Where people get into trouble is by feeling entitled to a standard of living that exceeds what they can afford. However, if you keep your standard of living below what you earn, you won’t have to cut back to accumulate money.
7. Become Financially Literate
Making money is one thing; saving it and making it grow is another. Financial management and investing are lifelong endeavors. Making sound financial and investment decisions is important for achieving your financial goals.
Research has shown that people who are financially literate end up with more wealth than those who are not. Taking the time and effort to become knowledgeable in the areas of personal finance and investing will pay off throughout your life.
8. Seize the Opportunities: Take Calculated Risks
Taking calculated risks when you are young can be a prudent decision in the long run. You might make mistakes along the way, but remember, mistakes are the lessons of wisdom. You often learn more from your mistakes than from your successes.
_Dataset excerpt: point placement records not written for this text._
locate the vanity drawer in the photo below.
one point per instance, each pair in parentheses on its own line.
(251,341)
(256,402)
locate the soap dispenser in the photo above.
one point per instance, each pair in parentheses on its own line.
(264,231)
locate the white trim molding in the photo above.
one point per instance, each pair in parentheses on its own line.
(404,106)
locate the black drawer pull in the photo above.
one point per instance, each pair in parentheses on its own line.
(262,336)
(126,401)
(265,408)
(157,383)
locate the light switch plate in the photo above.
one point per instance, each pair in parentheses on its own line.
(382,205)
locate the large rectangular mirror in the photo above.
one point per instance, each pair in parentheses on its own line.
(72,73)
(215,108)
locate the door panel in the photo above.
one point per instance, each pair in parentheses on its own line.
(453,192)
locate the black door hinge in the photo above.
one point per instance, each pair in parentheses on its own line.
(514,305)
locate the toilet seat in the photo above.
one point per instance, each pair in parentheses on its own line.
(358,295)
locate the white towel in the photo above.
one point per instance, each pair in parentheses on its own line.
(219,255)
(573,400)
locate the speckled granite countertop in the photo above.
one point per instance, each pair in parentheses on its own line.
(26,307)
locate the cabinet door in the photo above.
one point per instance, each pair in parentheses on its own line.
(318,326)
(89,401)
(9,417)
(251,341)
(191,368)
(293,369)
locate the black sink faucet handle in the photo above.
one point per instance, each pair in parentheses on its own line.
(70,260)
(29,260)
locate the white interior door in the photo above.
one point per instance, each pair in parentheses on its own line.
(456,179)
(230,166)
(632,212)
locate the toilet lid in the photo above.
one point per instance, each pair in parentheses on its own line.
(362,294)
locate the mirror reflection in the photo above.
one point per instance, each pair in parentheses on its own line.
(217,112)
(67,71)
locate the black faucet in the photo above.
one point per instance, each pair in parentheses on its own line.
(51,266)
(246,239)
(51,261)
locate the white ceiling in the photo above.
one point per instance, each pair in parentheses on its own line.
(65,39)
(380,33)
Also, when you are young, you can recover faster from financial mistakes, and you have many years to recover.
Examples of calculated risk include: moving to a new city with more job opportunities; going back to school for additional training; or taking a new job at a different company for less pay but more upside potential. Starting a new company, working for a small startup, or investing in high risk/high returnstocks is easier to do when you’re young. As people get older and assume more family responsibilities like paying off the mortgage or saving for the kids’ education, many are forced to play it safe and are unable to capitalize on riskier opportunities that present themselves.
9. Borrow Money For Investments – Never to Finance a Lifestyle
Using credit for a life you feel entitled to is a losing proposition when it comes to building wealth. The constant borrowing will assure that there is no money available for investing, and the added interest expense of borrowing further increases the cost of the lifestyle.
Borrowed money should be used only for investing – where your gain will outrun your borrowing costs. This might mean investing in the literal sense (stocks, bonds, etc.) or it might mean investing in yourself for your education or to start a business or to buy a house. In these cases, borrowing can provide the leverage you need to reach your financial goals faster.
10. Take Advantage of Financial Freebies
Not many things in life are free. If you belong to a company pension plan, take the free money it offers and make sure that you contribute at least up to the maximum of what your company will match.
You can also look for (legal) ways to take advantage of tax laws. For example, contributing to an individual retirement account (IRA) will result in a tax savings – in effect, the government is giving you free money to provide an incentive to contribute. There is also an incentive to invest in stocks because of favorable tax treatment on capital gains and dividend income.